The civilian supervisor, a career administrator, attempts to help the creatures using his thorough knowledge of the Imperial bureaucracy. By carefully orchestrating a leak of a report he himself arranged, he causes the bureaucracy to make the reproduction problem a priority. Then, he arranges for the Cepheids to receive pilot training under the guise of providing them with a challenge. And finally, by using a crude form of telepathy during an interview with their leader, he gets the leader to express interest in a bulky object, so that he can manipulate the bureaucracy into arranging to deliver a large quantity of these to the Cepheids with a fleet of hundreds of spaceships.

His plan works; the Cepheids commandeer the ships, catching the humans off-guard without any nearby ships with which to mount a pursuit. It is hinted that they have left for the Magellanic Clouds to find a new world of their own.
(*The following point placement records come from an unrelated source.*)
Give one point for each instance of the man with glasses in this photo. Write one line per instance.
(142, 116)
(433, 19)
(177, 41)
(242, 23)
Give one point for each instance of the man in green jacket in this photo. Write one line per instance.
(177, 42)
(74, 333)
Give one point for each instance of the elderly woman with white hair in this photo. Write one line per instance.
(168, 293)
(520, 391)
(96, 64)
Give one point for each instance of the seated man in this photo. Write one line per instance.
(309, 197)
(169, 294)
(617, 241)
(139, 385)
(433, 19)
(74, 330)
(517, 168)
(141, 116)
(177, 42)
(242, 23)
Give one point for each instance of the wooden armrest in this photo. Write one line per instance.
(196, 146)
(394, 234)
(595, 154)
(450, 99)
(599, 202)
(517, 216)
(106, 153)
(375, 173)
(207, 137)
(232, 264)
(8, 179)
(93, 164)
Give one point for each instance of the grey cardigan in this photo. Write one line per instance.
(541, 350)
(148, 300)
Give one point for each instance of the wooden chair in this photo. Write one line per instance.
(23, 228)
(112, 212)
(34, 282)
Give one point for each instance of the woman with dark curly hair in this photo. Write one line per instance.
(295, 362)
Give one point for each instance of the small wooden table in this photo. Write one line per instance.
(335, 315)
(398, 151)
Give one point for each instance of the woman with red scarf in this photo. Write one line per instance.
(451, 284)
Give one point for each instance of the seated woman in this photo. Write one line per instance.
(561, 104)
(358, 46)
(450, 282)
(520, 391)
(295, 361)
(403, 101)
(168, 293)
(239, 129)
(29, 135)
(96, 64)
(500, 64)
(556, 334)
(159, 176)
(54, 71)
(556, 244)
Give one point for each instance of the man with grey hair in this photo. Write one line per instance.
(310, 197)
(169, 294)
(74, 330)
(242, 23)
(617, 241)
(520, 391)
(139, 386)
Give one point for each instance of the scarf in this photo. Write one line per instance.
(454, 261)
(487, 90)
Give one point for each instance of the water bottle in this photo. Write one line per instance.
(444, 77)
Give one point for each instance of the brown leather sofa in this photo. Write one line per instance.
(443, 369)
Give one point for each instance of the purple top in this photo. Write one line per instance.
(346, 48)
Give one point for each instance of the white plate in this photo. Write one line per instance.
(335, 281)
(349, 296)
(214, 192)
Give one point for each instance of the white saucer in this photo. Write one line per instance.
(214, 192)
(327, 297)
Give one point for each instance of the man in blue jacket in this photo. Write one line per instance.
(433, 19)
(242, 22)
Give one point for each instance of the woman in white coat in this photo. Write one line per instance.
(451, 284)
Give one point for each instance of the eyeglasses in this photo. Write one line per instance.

The supervisor has protected himself from any blame for the escape by his ingenious bureaucratic maneuvers, and is placed on leave pending reassignment.

==Historical context==
The author utilizes a turgid bureaucratic style of phraseology for the many memoranda that are a part of the story; this was based on what was in use by the U.S. Navy, Asimov's employers at the Philadelphia Navy Yard.

The aliens' predicament in a human-dominated galaxy is similar to the eventual fate of humans in the alternative futures of The End of Eternity. It does however have a very different ending — the Cepheids steal the spacecraft and head for an independent life in the Magellanic Clouds.

The Foundation and Earth character Golan Trevize says that no human ship has ever penetrated the Magellanic Clouds, nor the Andromeda Galaxy or other more distant galaxies. It is not known whether Asimov intended to make a link between those novels and this short story.

==The Second Foundation trilogy==
In the 'Second Foundation' trilogy, a series of books authorized by the estate of Asimov, a race of aliens within the Foundation Universe is mentioned who appear to be in circumstances similar to the Cepheids. Although they are not mentioned by name, a major character in this story is. A subplot in Foundation's Triumph investigates the problem raised in this story.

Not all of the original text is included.